Damascus Hospital (مشفى دمشق) also known as Al Mujtahid Hospital) in Damascus is one of the largest hospitals in Syria. It was founded in 1947 and is run by the Ministry of Health.

==Description==
The hospital provides medical, therapeutic and surgical services to patients. It also functions as a teaching hospital, training students and graduate doctors from Syrian universities. Collaborating with universities, Damascus Hospital also conducts scientific research.

Hospital activities include internal specialties such as cardiology, neurology, gastroenterology and nephrology. The hospital also performs general, endoscopic, vascular and cardiac surgery, neurosurgery and urosurgery.

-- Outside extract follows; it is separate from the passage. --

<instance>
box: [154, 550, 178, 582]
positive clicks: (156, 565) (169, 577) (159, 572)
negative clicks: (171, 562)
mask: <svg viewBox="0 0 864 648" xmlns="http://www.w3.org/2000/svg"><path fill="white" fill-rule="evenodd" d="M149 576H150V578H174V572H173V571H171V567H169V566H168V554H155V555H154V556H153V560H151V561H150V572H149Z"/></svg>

There are 645 beds at Damascus Hospital, 36 of which are for intensive care. It has a special emergency ward for internal diseases as well as an operations ward. The operations ward contains 12 operating rooms suitable for laparoscopic and open heart surgery as well as computerized neurosurgery.

Damascus Hospital also contains a kidney transplant unit, a physiotherapy unit and a stem cell bank. Additionally, the hospital has facilities for MRI and CT scan, a gamma camera and lithotripsy device. Analyses performed by the hospital lab include hormonal, immune, tumor, pharmaceutical, and lymphatic tests.